There is a clear correlation between the pulse of the auto industry and the health of the people who live in Detroit. Those who could, left the city. Those who stayed, had to endure the economic meltdown of2008-09.

Detroit is clearly still reeling from that downturn. The city declared bankruptcy in 2013. But it is impossible to blame the auto industry or the Federal or State governments entirely for this failure.

Detroit: Another Kind of Dutch Disease

In a way, Detroit suffered from Dutch Disease tied to the auto industry. When the Detroit Three were booming, the city grew. Its population enjoyed a good job market and employers provided health insurance.

Nevertheless, the city declined when the auto industry in the US started suffering. Japanese, Korean, and even European auto makers took a slice of the market. Auto manufacturers relocated to cheaper, more favorable jurisdictions.

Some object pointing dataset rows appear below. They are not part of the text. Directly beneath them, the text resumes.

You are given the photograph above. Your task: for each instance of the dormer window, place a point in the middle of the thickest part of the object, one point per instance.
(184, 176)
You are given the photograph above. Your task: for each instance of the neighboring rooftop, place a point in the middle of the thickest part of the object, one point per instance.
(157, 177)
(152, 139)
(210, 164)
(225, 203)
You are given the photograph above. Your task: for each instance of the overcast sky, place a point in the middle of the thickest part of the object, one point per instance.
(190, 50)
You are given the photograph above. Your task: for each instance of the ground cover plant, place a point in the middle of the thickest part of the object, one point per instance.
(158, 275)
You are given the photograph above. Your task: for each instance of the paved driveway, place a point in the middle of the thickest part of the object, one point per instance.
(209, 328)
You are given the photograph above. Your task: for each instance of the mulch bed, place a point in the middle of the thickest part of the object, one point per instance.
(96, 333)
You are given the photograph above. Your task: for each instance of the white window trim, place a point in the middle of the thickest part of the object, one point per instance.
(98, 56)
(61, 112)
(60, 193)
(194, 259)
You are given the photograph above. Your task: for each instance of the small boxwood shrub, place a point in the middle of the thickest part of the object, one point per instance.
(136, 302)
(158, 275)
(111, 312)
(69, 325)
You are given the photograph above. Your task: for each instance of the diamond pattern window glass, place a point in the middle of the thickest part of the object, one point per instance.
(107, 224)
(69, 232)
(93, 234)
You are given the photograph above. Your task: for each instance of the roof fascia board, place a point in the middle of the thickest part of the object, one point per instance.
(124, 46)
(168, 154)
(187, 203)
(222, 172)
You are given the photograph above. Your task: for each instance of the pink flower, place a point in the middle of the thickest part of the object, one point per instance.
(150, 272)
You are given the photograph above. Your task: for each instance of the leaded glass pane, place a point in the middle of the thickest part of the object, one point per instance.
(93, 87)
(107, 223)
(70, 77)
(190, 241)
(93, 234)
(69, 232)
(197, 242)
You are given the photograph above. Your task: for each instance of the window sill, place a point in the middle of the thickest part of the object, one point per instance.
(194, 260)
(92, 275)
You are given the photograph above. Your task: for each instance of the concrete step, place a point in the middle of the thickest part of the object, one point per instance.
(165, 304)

Then whatever was left in Detroit suffered during the 2008-09 meltdown.

Detroit was highly dependent on the auto industry. It failed to diversify, just as much as oil-dependent nations have failed to do so. Moreover, labor became specialized: skilled in the auto industry sector and less so in other industries.

The result is a city that not only depended on GM, Ford, and Chrysler, but was also built for cars at every level:

·      Physically, with highways going through the city and less green areas

·      Economically, with people specializing in everything that could land them a job within the auto industry

·      Health-wise, with a lack of focus on how everything else would affect the health of Detroit’s citizens

Healthcare: The Unseen Casualty in Detroit

A more granular approach shows us that the 2008-09 downturn just pushed an already stressed city over a cliff. The COVID-19 pandemic struck just as the city was recovering, after a nasty bankruptcy process in 2013.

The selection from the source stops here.